I despise boiled eggs, probably because my mom thought every kid needed to start the day with one and insisted we kids gulp them down. Have overcome many of the food imprinting I got as a kid but still cannot stand a boilded egg, hard or soft. The albuminous covering of the yolk really turns me off.

But I make them - for others.  Still find folks like deviled eggs.

Have read books on cooking for years and have heard most of the variations I think.  Tried the push pin thing, never again.  It lets out gas and results with an egg without that pushed in appearacne at the fat end.  Sorry, am not doing that again. 

The addition of salt and vinegar may help but I don't understand it.

All I do is toss the eggs into cold water, bring it to a full boil, turn off the heat and let the covered pot sit for twelve minutes.  If the eggs are really big I let it go a bit beyond.

Then cool, no chill, in water with some ice cubes added.

That green, ferruginous color is not there, usually.  

Love eggs, just cannot deal with them boiled.  Blech, double blech, a thousand times blech.

Would like to appreciate them but just cannot.

Wish I could, love eggs made anyway else.


----------



## Calya (May 4, 2008)

I didn't know hb eggs were so complicated.
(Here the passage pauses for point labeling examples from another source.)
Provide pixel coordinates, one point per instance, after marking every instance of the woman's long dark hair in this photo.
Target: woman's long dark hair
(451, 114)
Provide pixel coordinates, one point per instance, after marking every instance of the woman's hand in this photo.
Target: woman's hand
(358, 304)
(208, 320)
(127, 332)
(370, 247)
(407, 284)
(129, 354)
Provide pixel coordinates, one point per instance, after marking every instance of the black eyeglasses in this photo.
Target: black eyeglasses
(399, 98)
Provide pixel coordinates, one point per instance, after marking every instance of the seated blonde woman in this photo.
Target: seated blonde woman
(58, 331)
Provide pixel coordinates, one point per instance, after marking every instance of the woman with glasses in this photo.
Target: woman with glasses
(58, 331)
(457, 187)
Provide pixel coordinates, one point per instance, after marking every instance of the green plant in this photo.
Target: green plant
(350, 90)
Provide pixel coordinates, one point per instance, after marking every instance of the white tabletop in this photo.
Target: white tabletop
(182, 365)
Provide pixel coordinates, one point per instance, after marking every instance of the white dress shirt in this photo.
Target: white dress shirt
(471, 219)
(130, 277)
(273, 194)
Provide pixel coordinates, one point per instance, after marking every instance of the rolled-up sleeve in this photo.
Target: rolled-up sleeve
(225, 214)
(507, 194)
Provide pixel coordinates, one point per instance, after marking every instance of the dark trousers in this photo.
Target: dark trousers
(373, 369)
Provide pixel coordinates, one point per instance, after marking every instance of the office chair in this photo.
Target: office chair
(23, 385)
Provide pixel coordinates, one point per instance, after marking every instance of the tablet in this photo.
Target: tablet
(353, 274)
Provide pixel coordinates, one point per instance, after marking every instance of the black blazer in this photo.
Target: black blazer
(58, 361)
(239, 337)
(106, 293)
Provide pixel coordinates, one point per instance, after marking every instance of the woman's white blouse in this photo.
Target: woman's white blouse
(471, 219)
I just put a few eggs in a pot add water, bring to a boil, cook on medium for 10 minutes,drain the water and let them cool.

I will have to try some of these other methods. Maybe I am missing out on something. =)


----------



## auntdot (May 4, 2008)

Calya if it works for you great.


----------



## chefa1a (May 4, 2008)

*Perfect HB Eggs*

I have been a chef for 20 years

most recently in a place where we had egg salad on the lunch menu

Bring a pot of eggs and cold water to a boil 

Shut Off and let sit for about 8 minutes

you want to peel them when they are warm

as it is easier to take the shell off


----------



## pacanis (May 4, 2008)

Calya said:


> I didn't know hb eggs were so complicated. I just put a few eggs in a pot add water, bring to a boil, cook on medium for 10 minutes,drain the water and let them cool.
> 
> I will have to try some of these other methods. Maybe I am missing out on something. =)


 
From what I have read......   Making a hardboiled egg is fast approaching thawing frozen chicken methods.


----------